A cluster file system is a proxy between the kernel on one node and the underlying file system and volume manager running on a node that has a physical connection to the disk(s).
Cluster file systems are dependent on global devices (disks, tapes, CD-ROMs) with physical connections to one or more nodes. The global devices can be accessed from any node in the cluster through the same file name (for example, /dev/global/) whether or not that node has a physical connection to the storage device. You can use a global device the same as a regular device, that is, you can create a file system on it using newfs and/or mkfs.
You can mount a file system on a global device globally with mount -g or locally with mount.
Programs can access a file in a cluster file system from any node in the cluster through the same file name (for example, /global/foo).
A cluster file system is mounted on all cluster members. You cannot mount a cluster file system on a subset of cluster members.
A cluster file system is not a distinct file system type. That is, clients see the underlying file system (for example, UFS).
In the SunPlex system, all multihost disks are placed into disk device groups, which can be Solaris Volume Manager disksets, VxVM disk groups, or individual disks not under control of a software-based volume manager.
For a cluster file system to be highly available, the underlying disk storage must be connected to more than one node. Therefore, a local file system (a file system that is stored on a node's local disk) that is made into a cluster file system is not highly available.
As with normal file systems, you can mount cluster file systems in two ways:
Manually: Use the mount command and the -g or -o global mount options to mount the cluster file system from the command line, for example:
# mount -g /dev/global/dsk/d0s0 /global/oracle/data |
Automatically: Create an entry in the /etc/vfstab file with a global mount option to mount the cluster file system at boot. You then create a mount point under the /global directory on all nodes. The directory /global is a recommended location, not a requirement. Here's a sample line for a cluster file system from an /etc/vfstab file:
/dev/md/oracle/dsk/d1 /dev/md/oracle/rdsk/d1 /global/oracle/data ufs 2 yes global,logging |
While Sun Cluster software does not impose a naming policy for cluster file systems, you can ease administration by creating a mount point for all cluster file systems under the same directory, such as /global/disk-device-group. See Sun Cluster 3.1 Software Installation Guide and Sun Cluster 3.1 System Administration Guide for more information.
The cluster file system has the following features:
File access locations are transparent. A process can open a file located anywhere in the system and processes on all nodes can use the same path name to locate a file.
When the cluster file system reads files, it does not update the access time on those files.
Coherency protocols are used to preserve the UNIX file access semantics even if the file is accessed concurrently from multiple nodes.
Extensive caching is used along with zero-copy bulk I/O movement to move file data efficiently.
The cluster file system provides highly available advisory file locking functionality using the fcntl(2) interfaces. Applications running on multiple cluster nodes can synchronize access to data using advisory file locking on a cluster file system file. File locks are recovered immediately from nodes that leave the cluster, and from applications that fail while holding locks.
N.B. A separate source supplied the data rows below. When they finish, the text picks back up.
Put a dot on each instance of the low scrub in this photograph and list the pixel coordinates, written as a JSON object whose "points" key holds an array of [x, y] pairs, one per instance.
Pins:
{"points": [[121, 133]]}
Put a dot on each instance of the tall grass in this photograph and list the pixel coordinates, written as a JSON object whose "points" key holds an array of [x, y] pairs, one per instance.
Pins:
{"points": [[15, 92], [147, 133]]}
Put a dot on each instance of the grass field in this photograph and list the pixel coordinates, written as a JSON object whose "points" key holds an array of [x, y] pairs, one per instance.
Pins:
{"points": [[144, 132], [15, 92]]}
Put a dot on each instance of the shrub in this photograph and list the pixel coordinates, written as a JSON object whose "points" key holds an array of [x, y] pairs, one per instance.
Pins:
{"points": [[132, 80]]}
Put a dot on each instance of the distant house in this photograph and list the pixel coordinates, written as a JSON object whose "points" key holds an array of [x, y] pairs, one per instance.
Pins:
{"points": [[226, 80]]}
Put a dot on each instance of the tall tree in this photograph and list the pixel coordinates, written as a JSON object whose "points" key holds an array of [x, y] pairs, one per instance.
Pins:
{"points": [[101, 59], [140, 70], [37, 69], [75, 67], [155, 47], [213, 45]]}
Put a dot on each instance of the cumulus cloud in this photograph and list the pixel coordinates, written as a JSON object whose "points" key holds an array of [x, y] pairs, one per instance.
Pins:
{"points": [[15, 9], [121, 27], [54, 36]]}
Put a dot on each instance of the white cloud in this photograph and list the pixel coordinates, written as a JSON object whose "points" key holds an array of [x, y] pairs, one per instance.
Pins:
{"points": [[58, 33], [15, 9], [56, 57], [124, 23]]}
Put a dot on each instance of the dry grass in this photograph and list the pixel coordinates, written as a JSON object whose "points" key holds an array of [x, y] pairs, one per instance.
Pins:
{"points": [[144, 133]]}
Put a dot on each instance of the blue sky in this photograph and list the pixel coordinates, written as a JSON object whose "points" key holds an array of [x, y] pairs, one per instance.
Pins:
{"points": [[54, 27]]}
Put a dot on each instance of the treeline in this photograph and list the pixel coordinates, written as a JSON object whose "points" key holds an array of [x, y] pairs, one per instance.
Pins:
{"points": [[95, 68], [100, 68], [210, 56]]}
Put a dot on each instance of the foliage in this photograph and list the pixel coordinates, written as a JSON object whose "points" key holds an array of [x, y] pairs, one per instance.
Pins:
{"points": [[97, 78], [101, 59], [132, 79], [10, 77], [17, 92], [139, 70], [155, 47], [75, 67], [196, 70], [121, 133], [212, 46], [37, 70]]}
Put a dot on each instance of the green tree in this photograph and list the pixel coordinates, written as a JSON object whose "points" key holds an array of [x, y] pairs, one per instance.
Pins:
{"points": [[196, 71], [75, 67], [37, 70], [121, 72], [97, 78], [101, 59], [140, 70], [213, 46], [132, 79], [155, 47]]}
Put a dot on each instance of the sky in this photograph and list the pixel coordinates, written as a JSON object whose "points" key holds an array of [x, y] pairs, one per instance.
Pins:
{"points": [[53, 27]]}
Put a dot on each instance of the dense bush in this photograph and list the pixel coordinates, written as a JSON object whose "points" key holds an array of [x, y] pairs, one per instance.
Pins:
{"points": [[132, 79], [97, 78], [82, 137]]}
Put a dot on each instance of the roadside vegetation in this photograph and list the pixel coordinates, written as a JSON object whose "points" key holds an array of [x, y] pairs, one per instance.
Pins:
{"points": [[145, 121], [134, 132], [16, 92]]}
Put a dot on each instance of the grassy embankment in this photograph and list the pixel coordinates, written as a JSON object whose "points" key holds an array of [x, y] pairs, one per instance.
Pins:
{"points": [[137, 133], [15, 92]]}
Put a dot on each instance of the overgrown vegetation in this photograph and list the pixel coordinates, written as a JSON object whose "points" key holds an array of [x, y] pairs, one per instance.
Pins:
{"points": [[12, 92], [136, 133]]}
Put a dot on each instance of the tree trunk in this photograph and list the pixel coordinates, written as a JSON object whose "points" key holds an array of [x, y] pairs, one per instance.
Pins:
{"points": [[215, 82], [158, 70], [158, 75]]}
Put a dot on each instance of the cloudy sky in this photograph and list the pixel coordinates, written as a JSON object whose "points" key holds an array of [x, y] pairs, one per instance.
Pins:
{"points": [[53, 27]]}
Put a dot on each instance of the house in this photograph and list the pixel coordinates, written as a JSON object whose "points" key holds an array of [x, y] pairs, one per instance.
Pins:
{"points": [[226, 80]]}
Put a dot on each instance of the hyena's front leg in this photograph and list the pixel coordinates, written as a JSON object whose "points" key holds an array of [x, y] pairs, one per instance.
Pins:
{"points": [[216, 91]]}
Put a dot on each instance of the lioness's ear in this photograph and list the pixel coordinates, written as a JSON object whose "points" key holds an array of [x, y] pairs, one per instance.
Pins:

Continuous access to data is ensured, even when failures occur. Applications are not affected by failures as long as a path to disks is still operational. This guarantee is maintained for raw disk access and all file system operations.
Cluster file systems are independent from the underlying file system and volume management software. Cluster file systems make any supported on-disk file system global.
The HAStoragePlus resource type is designed to make non-global file system configurations such as UFS and VxFS highly available. Use HAStoragePlus to integrate your local file system into the Sun Cluster environment and make the file system highly available. HAStoragePlus provides additional file system capabilities such as checks, mounts, and forced unmounts that enable Sun Cluster to fail over local file systems. In order to fail over, the local file system must reside on global disk groups with affinity switchovers enabled.
See the individual data service chapters or the Sun Cluster 3.1 Data Service Planning and Administration Guide in the Sun Cluster 3.1 Data Service Collection for information on how to use the HAStoragePlus resource type.
HAStoragePlus can also used to synchronize the startup of resources and disk device groups upon which the resources depend. For more information, see Resources, Resource Groups, and Resource Types.
The syncdir mount option can be used for cluster file systems that use UFS as the underlying file system. However, there is a significant performance improvement if you do not specify syncdir. If you specify syncdir, the writes are guaranteed to be POSIX compliant. If you do not, you will have the same behavior that is seen with NFS file systems. For example, under some cases, without syncdir, you would not discover an out of space condition until you close a file. With syncdir (and POSIX behavior), the out of space condition would have been discovered during the write operation. The cases in which you could have problems if you do not specify syncdir are rare, so we recommend that you do not specify it and receive the performance benefit.
VxFS does not have a mount-option equivalent to the syncdir mount option for UFS. VxFS behavior is the same as for UFS when the syncdir mount option is not specified.
See File Systems FAQs for frequently asked questions about global devices and cluster file systems.